In this post, there is a script to generate data for a logistic regression.
set.seed(666)
x1 = rnorm(1000,0,1) # some continuous variables
x2 = rnorm(1000,0,1)
z = 1 + 2*x1 + 3*x2 # linear combination with a bias
pr = 1/(1+exp(-z)) # pass through an inv-logit function
y = rbinom(length(x1),1,pr) # bernoulli response variable
df = data.frame(y=y,x1=x1,x2=x2)
glm( y~x1+x2,data=df,family="binomial")
From this script I want to 1. change the $x_2$ for a quadratic term in x1. In addition I want to 2. compare $x_1$ when not centred (change in mean
) and more or less variable (change in sd
).
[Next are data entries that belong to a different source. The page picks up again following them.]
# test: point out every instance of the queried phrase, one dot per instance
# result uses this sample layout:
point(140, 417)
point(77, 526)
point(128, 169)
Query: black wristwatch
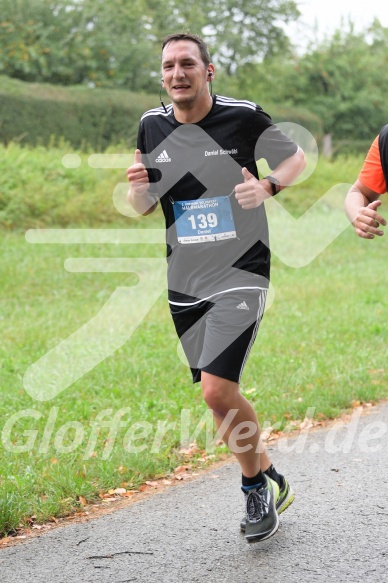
point(275, 184)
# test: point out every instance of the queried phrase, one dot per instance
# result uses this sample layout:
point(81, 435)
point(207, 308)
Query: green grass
point(322, 344)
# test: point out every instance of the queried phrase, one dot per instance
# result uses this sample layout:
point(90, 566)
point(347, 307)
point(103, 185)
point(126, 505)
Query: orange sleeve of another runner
point(372, 173)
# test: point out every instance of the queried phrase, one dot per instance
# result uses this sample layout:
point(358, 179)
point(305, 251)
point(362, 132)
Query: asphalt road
point(336, 530)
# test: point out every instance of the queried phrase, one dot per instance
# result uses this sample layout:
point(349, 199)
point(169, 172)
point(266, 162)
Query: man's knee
point(217, 392)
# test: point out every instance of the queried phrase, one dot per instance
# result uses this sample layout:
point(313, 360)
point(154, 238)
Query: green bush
point(37, 114)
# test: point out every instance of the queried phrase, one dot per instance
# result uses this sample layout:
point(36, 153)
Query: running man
point(197, 157)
Below, I modified
set.seed(666)
x1 = rnorm(1000,0,1)
z = 1 + 2*x1 + 3*x1^2
pr = 1/(1+exp(-z))
y = rbinom(length(x1),1,pr)
df = data.frame(y=y,
x1=x1,
x2=x1^2)
glm( y~x1+x2,
data=df,
family="binomial")
Call: glm(formula = y ~ x1 + x2, family = "binomial", data = df)
Coefficients:
(Intercept) x1 x2
1.002 2.437 3.490
Degrees of Freedom: 999 Total (i.e. Null); 997 Residual
Null Deviance: 795.3
Residual Deviance: 615.9 AIC: 621.9
Warning message:
glm.fit: fitted probabilities numerically 0 or 1 occurred
The estimates seems a little off. But they are close to the coefficients that were theoretically put in the model. But as soon that I change the mean, the algorithm does not converge:
set.seed(666)
x1 = rnorm(1000,10,1)
z = 1 + 2*x1 + 3*x1^2
pr = 1/(1+exp(-z))
y = rbinom(length(x1),1,pr)
df = data.frame(y=y,
x1=x1,
x2=x1^2)
glm( y~x1+x2,
data=df,
family="binomial")
Call: glm(formula = y ~ x1 + x2, family = "binomial", data = df)
Coefficients:
(Intercept) x1 x2
2.657e+01 -2.351e-08 1.234e-09
Degrees of Freedom: 999 Total (i.e. Null); 997 Residual
Null Deviance: 0
Residual Deviance: 5.802e-09 AIC: 6
Warning message:
glm.fit: algorithm did not converge
The only way I found to get back to the same estimates was to standardize the raw data (which makes the mean = 0, so I'm back to the first example).
set.seed(666)
x1 = rnorm(1000,10,1)
x1=scale(x1)
z = 1 + 2*x1 + 3*(x1)^2
pr = 1/(1+exp(-z))
y = rbinom(length(x1),1,pr)
df = data.frame(y=y,
x1=x1,
x2=x1^2)
glm( y~x1+x2,
data=df,
family="binomial")
Call: glm(formula = y ~ x1 + x2, family = "binomial", data = df)
Coefficients:
(Intercept) x1 x2
0.9872 2.4292 3.5237
Degrees of Freedom: 999 Total (i.e. Null); 997 Residual
Null Deviance: 787.8
Residual Deviance: 605.7 AIC: 611.7
Warning message:
glm.fit: fitted probabilities numerically 0 or 1 occurred
So how is it possible to get the logistic estimates = what was theoretically put in the linear combination, but with an $x_1$ that is e.g. x1 = rnorm(1000,10,2)?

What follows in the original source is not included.